El capitán, inculpado por el naufragio

María Signo ROMA / CORRESPONSAL

FIRMAS

STRINGER / ITALY

El crucero impactó contra las rocas por ambos lados al desviarse de su ruta

15 ene 2012 . Actualizado a las 06:00 h.

Tres muertos, dos turistas franceses y un tripulante peruano, decenas de heridos y cuarenta desaparecidos es el balance provisional del naufragio del crucero Costa Concordia con 4.229 personas a bordo en aguas de la Toscana italiana. Una pesadilla en la que se vieron involucrados 117 españoles, entre ellos varios gallegos. El embajador español, Alfonso Lucini, confirmó que hay un mallorquín «de más de 80 años» entre los desaparecidos. Otro joven de esa isla tampoco tenía noticias de dos amigos. El resto de los españoles están dispersos por varios hoteles de Roma y Civitavecchia. Mientras, los buzos buscaban anoche en los camarotes hundidos posibles víctimas.

El barco sufrió el impacto contra las rocas a ambos lados del casco en las cercanías de la isla del Giglio alrededor de las diez de la noche del viernes. El capitán se desvió de su ruta, aunque, según un concejal de la isla, Antonio Belardo, el paso por el canal «era habitual para que la población saludase el barco». Las autoridades han detenido al comandante Francesco Schettino, a fin de aclarar lo sucedido. Según la prensa local, la Fiscalía lo acusa de homicidio, naufragio y abandono del barco mientras muchos pasajeros aún se encontraban a bordo.

Precisamente fue un coruñés quien informó al consulado del naufragio. Otros gallegos intentaban ayer descansar en un hotel de Roma a la espera de ser repatriados hoy a España. Llegaron con lo puesto ya que todo el equipaje quedó en el camarote.

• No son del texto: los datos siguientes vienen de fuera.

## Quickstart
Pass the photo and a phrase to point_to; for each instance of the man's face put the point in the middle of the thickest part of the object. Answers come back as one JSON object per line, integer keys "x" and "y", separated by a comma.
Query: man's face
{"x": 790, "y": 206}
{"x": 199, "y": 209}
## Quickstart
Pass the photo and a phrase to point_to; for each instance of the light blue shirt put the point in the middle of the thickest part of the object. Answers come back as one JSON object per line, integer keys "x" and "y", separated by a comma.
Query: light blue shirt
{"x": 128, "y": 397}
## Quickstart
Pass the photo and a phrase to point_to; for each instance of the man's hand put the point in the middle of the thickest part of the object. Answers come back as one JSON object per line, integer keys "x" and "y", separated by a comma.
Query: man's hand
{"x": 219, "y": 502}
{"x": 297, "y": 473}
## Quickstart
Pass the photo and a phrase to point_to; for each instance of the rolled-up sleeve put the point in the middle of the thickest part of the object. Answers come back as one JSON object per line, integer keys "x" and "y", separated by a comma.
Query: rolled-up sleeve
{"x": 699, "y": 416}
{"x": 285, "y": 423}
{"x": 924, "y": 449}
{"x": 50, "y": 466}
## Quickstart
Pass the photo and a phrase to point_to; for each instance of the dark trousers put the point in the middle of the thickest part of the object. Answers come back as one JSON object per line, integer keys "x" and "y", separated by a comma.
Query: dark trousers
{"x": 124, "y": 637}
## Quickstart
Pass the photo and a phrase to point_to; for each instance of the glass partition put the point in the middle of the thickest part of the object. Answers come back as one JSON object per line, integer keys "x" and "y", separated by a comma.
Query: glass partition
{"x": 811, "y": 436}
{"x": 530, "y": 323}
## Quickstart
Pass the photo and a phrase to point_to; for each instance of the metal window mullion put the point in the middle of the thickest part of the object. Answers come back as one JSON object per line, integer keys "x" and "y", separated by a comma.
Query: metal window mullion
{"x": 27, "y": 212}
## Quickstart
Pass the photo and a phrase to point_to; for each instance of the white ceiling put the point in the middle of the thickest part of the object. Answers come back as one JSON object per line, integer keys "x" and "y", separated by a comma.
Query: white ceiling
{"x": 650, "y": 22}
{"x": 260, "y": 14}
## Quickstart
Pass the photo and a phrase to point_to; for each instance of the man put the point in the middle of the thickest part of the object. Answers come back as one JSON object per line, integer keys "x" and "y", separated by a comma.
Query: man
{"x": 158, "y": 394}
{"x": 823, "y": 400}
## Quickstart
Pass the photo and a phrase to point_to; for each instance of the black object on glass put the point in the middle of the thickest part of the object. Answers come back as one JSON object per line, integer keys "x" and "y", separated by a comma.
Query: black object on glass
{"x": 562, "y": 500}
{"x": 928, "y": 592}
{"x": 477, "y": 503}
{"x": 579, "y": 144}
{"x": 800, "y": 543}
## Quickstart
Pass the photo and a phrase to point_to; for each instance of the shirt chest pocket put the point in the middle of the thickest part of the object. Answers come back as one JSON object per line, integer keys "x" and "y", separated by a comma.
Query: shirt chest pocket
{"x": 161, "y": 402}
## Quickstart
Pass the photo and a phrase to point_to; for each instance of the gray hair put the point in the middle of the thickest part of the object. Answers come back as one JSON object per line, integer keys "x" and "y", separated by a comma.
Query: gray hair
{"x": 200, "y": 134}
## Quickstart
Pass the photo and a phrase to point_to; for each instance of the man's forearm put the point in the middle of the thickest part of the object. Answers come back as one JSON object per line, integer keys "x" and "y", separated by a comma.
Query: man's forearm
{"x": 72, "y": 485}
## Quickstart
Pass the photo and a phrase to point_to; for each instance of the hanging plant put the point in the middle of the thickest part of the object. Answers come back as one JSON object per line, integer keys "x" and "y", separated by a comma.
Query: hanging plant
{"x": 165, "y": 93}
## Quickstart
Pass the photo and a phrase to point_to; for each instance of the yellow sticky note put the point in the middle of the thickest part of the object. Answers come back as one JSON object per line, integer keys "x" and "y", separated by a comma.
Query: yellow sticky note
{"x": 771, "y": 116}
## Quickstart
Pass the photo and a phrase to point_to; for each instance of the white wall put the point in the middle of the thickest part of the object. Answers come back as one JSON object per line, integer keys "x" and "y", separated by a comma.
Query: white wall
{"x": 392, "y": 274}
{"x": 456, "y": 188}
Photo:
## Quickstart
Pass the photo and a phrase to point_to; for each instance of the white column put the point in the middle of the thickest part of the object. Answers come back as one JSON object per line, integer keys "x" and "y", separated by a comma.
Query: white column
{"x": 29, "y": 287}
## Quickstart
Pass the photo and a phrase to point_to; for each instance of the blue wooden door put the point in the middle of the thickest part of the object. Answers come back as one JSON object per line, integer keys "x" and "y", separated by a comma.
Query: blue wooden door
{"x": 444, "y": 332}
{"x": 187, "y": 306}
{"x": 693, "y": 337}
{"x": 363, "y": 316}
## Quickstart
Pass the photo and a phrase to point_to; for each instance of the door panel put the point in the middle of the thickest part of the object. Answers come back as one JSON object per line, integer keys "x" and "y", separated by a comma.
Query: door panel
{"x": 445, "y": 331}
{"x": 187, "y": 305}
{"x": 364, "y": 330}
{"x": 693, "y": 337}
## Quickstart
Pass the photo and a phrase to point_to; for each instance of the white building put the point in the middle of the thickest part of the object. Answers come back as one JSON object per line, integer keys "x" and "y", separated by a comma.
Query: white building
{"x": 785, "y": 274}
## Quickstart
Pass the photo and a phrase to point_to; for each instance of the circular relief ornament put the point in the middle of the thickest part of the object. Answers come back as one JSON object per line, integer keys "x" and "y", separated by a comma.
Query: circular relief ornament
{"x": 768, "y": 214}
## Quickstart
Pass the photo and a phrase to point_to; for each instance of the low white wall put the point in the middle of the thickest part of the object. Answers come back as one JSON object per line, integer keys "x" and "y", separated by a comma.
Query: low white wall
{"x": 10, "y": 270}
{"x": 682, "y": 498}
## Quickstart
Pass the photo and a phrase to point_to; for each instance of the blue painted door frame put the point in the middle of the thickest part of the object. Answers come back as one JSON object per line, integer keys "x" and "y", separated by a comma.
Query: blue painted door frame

La coruñesa Sabela Lameiro Fernández estaba cenando con su pareja en el comedor Roma, cuando empezaron a caer platos, vasos y mesas. Los camareros intentaban parar el estropicio cuando se fue la luz. Cuando esta volvió, el barco se empezó a escorar a estribor. A preguntas de Sabela, la tripulación respondió con un «mantened la calma, no pasa nada». En el otro lado del salón se encontraba un matrimonio ourensano, de Cea, José Virgilio Lorenzo y Asunción Fernández, y su hija, que se habían embarcado en Barcelona. Y muy cerca otro matrimonio ourensanos formado por Alejandro Mínguez e Isabel Mociño.

Todos concuerdan en que los momentos siguientes fueron de confusión y pánico y que el plan de evacuación falló. «Era como en la película Titanic», declararon unos turistas italianos. Nadie sabía lo que pasaba y de los altavoces del barco llegaba el anuncio de que se trataba de un problema eléctrico. «La gente quería salir del barco», cuenta Asunción. «Cuando mi hija fue al camarote a por los chalecos salvavidas, se fue la luz y no pudo coger nada». Fueron de los primeros en alcanzar un bote salvavidas.

«Un bote se nos vino encima»

«Entraban unas 150 personas. Y cuando ya estábamos llenos, un señor se puso a chillar y nos metió a su mujer y a un hijo. Otro susto fue cuando vimos que nos venía encima el otro bote que estaban calando más arriba. Magulló un poco la popa, pero nos salvamos».

Según la prensa, el capitán abandonó el barco cuando parte de los pasajeros, entre ellos medio centenar de niños menores de 6 años, y de la tripulación esperaban a ser evacuados.